RNA-seq and data analysis were performed in the Genome Research Center at the University of Rochester School of Medicine and Dentistry. Total RNA from individual aortae cleaned of periadventitial tissue was extracted and quantitated as described above and RNA quality assessed with the Agilent Bioanalyzer (Agilent, Santa Clara, CA). TruSeq-Stranded mRNA Sample Preparation Kit (Illumina, San Diego, CA) was used for next-generation sequencing library construction per the manufacturer’s protocols. Briefly, mRNA was purified with oligo-dT magnetic beads and fragmented for first-strand cDNA synthesis with random-hexamer priming followed by second-strand cDNA synthesis using dUTP incorporation. End repair and 3′ adenylation was performed on the double-stranded cDNA and Illumina adaptors were ligated, purified by electrophoresis, and PCR-amplified with primers to the adaptor sequences to generate amplicons of ~ 200–500 base pairs. Amplified libraries were hybridized to the Illumina flow cell and single-end reads of 75 nucleotides were generated using Illumina’s NextSeq550 sequencer (San Diego, CA).
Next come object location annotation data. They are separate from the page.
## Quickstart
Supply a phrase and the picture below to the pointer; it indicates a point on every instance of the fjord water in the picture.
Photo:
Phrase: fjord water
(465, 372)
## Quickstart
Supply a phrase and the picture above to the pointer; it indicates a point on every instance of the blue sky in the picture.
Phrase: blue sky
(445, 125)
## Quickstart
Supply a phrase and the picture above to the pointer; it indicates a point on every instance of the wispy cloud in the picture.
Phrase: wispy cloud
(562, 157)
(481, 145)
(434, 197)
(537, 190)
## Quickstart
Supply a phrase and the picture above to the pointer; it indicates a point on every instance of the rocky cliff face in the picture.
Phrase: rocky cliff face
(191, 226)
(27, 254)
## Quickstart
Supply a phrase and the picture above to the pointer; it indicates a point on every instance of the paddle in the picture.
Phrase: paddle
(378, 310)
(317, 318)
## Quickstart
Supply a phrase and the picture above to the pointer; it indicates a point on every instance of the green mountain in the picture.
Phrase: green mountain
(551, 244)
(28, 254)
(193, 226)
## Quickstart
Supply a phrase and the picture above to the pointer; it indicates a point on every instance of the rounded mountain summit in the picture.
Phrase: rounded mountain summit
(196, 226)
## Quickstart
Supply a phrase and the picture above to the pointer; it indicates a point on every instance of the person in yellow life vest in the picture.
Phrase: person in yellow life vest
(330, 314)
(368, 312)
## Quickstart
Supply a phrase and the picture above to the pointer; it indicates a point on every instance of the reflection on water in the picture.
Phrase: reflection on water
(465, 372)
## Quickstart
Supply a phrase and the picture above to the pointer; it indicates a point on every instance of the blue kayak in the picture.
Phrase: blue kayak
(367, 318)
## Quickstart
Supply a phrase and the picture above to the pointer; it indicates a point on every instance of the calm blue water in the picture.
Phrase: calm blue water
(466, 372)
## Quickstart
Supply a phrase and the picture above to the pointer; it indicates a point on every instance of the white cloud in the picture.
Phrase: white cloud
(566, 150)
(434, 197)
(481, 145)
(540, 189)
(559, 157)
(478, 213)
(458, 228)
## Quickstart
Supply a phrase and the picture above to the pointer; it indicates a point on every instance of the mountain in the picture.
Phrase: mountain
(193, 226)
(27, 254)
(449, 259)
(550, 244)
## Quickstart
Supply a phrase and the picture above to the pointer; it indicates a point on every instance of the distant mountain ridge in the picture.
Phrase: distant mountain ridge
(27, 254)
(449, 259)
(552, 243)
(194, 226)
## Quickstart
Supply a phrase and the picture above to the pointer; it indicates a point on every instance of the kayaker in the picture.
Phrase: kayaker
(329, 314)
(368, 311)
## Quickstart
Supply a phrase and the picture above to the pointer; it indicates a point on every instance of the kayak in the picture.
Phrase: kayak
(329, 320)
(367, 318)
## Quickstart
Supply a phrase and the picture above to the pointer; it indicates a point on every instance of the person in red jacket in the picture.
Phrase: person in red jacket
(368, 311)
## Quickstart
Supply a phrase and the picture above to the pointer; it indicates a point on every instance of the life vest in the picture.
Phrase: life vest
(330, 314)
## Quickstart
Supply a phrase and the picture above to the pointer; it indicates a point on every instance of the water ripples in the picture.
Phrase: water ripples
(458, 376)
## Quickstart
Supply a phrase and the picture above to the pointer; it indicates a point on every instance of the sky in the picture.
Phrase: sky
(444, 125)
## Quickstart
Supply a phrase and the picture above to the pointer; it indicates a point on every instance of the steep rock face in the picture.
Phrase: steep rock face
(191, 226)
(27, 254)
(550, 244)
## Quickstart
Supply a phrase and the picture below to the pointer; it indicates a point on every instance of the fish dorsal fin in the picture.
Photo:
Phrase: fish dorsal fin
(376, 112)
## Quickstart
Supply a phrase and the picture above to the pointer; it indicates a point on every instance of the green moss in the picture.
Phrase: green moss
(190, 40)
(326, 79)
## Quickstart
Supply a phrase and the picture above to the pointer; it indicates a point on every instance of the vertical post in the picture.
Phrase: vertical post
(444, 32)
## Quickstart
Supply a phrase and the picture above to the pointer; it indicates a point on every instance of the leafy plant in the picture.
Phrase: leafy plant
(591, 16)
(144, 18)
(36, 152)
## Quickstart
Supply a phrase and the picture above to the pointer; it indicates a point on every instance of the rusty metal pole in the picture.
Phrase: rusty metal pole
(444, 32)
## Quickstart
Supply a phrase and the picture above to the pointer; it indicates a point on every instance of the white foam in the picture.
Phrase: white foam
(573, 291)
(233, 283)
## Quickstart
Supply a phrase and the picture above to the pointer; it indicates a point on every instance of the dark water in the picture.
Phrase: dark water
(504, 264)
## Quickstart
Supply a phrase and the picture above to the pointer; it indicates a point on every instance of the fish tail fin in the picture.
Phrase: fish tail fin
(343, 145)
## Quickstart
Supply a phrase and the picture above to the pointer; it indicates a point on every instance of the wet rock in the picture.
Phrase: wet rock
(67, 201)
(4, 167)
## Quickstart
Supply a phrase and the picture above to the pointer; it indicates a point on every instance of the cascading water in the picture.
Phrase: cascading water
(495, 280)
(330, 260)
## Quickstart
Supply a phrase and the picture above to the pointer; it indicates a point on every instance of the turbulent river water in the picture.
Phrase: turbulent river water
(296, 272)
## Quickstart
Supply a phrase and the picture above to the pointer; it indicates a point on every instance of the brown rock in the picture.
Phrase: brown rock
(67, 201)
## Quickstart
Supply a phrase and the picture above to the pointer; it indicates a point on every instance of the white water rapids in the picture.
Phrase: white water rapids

Raw reads were demultiplexed using bcl2fastq version 2.19.1. Quality filtering and adapter removal were performed using FastP (version 0.20.0) and cleaned reads were then mapped to Mus musculus (GRCm38 + Gencode-M22 Annotation) using STAR_2.7.0f. Gene level read quantification was derived using the subread-1.6.4 package (featureCounts) with a GTF annotation file (Gencode M22). Differential expression analysis was performed using DESeq2–1.22.1 with a p value threshold of 0.05 within R version 3.5.1 (https://www.R-project.org/). PCA plot, heatmap, and Gene Ontology analysis are available upon request. RNA-seq data have been deposited in the GEO database under accession number GSE158388 [38]. Scatter plots for log10 + 1 transformed reads of > 1 were generated in Excel for wild type control Tspan2 CArG versus HDR-edited or PE2-edited Tspan2 CArG box.

Analysis of off-targets for CArG box and gene expression change by RNA-seq

Predicted off-targets from CRISPOR [33] and CHANGE-seq were interrogated for the presence of consensus CArG boxes (CCW6GG) or CArG-like boxes (consensus CArG box with 1 nucleotide substitution) and evidence of SRF-binding using data from ENCODE on the UCSC Genome Browser [57]. All predicted off-target sequences were then analyzed for the nearest transcription unit and these genes were cross-referenced to the RNA-seq data for changes in RNA expression.

Statistics and data availability

All statistical analyses were conducted in GraphPad 8.0. We tested group values for normality with the Kolmogorov-Smirnov and Shapiro-Wilk tests. Differences in means (± standard deviation) were computed either with unpaired t-test for two comparisons or one-way ANOVA followed by Tukey’s post hoc testing for more than two comparisons. Statistical significance was assumed with a probability value of p < 0.05. All data generated or analyzed during this study are included in this published article and its supplementary information files or deposited in a public database (GSE 158388).